Commentary: This bill is similar to H.R. 1080, the Illegal, Unreported, and Unregulated Fishing Enforcement Act of 2009, which has been passed by the House of Representatives, received in the Senate, and referred to committee. The Act's new criminal provisions apply to violations of a number of existing statutes that protect forms of marine life. The Act creates new criminal offenses and establishes penalties for both the new and existing offenses, including large maximum fines. In particular, it would be a criminal offense to (a) import, export, transport, sell, receive, acquire, or purchase in interstate or foreign commerce any fish or fish product taken in violation of a treaty or agreement to which the United States is a party; or (b) make or submit a false record, account, label for, or identification of any fish that passes in interstate or foreign commerce. Certain violations of the Act can subject a person to up to five years in prison, a fine of $500,000, or both. Where a dangerous weapon is involved or bodily injury to any protected federal officer results, the maximum term of imprisonment is 10 years. Corporations that violate certain provisions can be fined up to $1 million.

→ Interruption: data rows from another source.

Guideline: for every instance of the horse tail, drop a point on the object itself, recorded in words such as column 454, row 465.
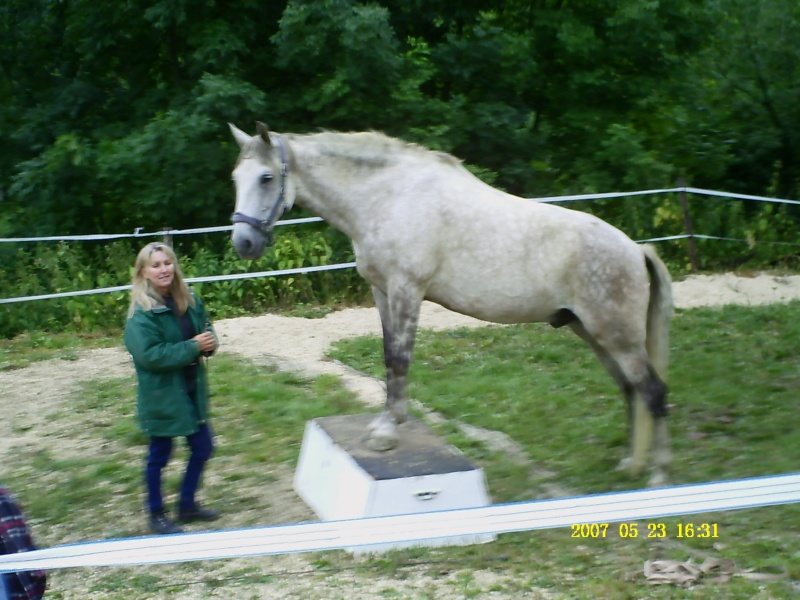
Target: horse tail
column 659, row 311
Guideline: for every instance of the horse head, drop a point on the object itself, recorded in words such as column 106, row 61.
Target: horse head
column 262, row 189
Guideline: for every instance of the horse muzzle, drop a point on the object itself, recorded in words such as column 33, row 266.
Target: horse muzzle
column 250, row 242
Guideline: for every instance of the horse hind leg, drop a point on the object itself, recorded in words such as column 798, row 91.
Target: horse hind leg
column 645, row 395
column 399, row 318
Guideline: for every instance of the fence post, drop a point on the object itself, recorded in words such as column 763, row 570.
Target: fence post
column 167, row 236
column 691, row 243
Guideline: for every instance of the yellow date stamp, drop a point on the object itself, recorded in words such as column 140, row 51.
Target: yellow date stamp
column 655, row 530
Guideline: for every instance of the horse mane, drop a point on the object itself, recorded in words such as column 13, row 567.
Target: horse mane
column 371, row 148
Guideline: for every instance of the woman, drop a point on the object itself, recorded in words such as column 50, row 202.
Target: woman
column 167, row 333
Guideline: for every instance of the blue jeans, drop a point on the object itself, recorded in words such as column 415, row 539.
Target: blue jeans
column 201, row 446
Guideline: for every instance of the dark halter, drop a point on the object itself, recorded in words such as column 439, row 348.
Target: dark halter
column 265, row 226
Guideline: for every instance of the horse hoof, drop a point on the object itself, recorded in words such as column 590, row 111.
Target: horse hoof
column 381, row 443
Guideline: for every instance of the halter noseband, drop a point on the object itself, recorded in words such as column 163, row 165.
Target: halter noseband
column 265, row 225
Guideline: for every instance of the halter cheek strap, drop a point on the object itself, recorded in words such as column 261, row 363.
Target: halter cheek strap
column 280, row 205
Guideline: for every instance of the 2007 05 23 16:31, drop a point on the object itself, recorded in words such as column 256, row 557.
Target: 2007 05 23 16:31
column 649, row 530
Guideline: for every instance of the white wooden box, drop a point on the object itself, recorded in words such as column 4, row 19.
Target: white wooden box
column 340, row 478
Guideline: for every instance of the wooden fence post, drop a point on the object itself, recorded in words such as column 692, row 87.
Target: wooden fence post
column 691, row 243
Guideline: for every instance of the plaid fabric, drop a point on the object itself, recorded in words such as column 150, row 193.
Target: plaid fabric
column 15, row 537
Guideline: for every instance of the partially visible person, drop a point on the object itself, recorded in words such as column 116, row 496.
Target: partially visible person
column 168, row 333
column 16, row 537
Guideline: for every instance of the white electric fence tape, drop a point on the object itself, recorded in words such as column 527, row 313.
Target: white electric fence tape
column 362, row 533
column 212, row 278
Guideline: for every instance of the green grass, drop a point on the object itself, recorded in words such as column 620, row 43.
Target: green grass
column 735, row 376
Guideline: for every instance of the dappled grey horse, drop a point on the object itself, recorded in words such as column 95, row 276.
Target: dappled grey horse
column 423, row 227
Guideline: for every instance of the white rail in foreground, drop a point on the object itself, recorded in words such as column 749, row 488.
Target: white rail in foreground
column 502, row 518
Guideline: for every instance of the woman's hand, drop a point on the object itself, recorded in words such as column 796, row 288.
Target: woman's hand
column 205, row 341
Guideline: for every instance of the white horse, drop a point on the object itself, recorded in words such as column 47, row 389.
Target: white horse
column 423, row 227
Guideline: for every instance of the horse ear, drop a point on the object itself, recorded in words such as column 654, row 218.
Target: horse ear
column 240, row 136
column 263, row 131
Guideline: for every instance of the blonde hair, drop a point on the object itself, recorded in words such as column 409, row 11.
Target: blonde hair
column 143, row 295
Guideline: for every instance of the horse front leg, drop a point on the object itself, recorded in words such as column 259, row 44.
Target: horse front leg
column 399, row 318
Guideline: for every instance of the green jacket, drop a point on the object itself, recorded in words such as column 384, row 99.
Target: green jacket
column 160, row 354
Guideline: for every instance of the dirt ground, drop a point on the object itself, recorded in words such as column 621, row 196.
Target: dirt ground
column 29, row 397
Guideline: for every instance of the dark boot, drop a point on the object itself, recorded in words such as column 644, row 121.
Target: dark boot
column 161, row 524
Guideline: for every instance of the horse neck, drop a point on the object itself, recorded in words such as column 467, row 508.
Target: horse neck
column 324, row 188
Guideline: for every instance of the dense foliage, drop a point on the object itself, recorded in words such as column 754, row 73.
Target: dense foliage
column 116, row 119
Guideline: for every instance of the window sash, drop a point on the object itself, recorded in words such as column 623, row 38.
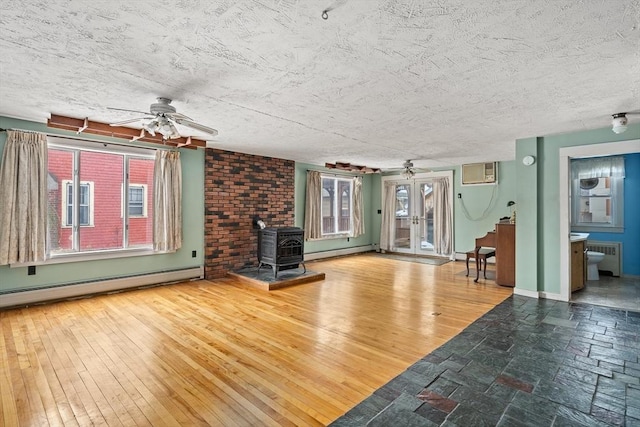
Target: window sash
column 82, row 192
column 337, row 206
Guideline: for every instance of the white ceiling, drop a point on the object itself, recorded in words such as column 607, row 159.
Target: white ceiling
column 443, row 82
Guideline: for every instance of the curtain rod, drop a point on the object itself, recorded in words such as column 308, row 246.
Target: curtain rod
column 78, row 138
column 350, row 175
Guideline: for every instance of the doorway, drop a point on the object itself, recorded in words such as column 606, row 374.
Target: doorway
column 565, row 156
column 413, row 225
column 418, row 215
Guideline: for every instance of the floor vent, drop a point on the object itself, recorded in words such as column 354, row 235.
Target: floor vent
column 612, row 254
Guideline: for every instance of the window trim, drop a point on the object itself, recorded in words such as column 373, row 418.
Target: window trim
column 145, row 203
column 76, row 146
column 617, row 208
column 337, row 208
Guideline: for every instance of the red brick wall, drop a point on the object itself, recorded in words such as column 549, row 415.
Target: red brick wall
column 238, row 187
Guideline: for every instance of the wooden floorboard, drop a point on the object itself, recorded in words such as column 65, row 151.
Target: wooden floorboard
column 224, row 353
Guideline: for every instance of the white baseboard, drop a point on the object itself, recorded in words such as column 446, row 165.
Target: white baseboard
column 526, row 293
column 70, row 291
column 339, row 252
column 549, row 295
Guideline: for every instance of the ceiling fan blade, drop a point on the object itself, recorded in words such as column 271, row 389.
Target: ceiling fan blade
column 130, row 111
column 178, row 116
column 124, row 122
column 197, row 126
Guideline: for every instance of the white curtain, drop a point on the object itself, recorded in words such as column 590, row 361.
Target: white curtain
column 167, row 198
column 313, row 206
column 23, row 198
column 598, row 167
column 358, row 208
column 387, row 228
column 442, row 217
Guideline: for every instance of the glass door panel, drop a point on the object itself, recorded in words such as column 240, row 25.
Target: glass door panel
column 403, row 222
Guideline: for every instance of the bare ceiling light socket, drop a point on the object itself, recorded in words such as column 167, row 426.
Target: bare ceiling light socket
column 619, row 122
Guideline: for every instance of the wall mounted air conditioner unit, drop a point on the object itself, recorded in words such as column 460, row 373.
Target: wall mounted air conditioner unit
column 480, row 173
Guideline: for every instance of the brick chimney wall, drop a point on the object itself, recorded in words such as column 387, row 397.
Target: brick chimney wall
column 237, row 188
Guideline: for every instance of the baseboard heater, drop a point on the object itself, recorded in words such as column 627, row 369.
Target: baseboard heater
column 612, row 255
column 338, row 252
column 58, row 292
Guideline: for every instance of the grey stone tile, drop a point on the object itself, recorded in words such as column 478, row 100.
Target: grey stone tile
column 609, row 354
column 527, row 418
column 579, row 364
column 572, row 395
column 432, row 414
column 501, row 392
column 577, row 375
column 360, row 414
column 397, row 415
column 464, row 380
column 607, row 416
column 443, row 387
column 611, row 403
column 480, row 372
column 611, row 387
column 466, row 416
column 570, row 417
column 560, row 322
column 634, row 415
column 480, row 402
column 629, row 379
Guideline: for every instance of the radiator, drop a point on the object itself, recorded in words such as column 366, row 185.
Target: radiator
column 612, row 255
column 56, row 292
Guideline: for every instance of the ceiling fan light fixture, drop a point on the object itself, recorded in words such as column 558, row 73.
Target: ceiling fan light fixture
column 151, row 127
column 619, row 122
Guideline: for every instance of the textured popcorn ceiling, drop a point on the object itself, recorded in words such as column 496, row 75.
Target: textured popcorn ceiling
column 381, row 81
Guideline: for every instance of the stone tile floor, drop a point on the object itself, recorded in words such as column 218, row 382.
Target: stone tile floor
column 527, row 362
column 619, row 292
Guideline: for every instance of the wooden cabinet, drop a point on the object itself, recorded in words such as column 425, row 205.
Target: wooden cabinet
column 578, row 265
column 506, row 254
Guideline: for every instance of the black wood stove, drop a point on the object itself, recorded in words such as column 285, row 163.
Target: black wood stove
column 282, row 248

S. 30: Truth in Caller ID Act of 2009



Sponsor: Nelson (D - FL)



Official Title: A bill to amend the Communications Act of 1934 to prohibit manipulation of caller identification information.



Status:

1/7/2009: Introduced

1/7/2009: Referred to Senate Commerce Committee

1/7/2009: Referred to Senate Science and Transportation Committee

8/5/2009: Mark up in the Senate Commerce, Science and Transportation Committee

11/2/2009: Reported to Senate Senate Commerce, Science and Transportation Committee

2/23/2010: Senate Passage

2/24/2010: Received in House

2/24/2010: Referred to House Energy and Commerce Committee

12/15/2010: House passage by voice vote under suspension of the rules

12/17/2010: Sent to President

12/22/2010: Signed by the President



Commentary: This bill would prohibit an individual from "knowingly" transmitting misleading or inaccurate caller identification information "with the intent to defraud, cause harm, or wrongfully obtain anything of value." Violations would be punishable by civil penalties (including forfeiture), criminal fines of up to $10,000 per violation, and imprisonment of up to one year. S. 30 appears to require knowledge of the transmission itself by the offending party, but does not specify the required criminal intent necessary to satisfy the "intent to defraud" standard.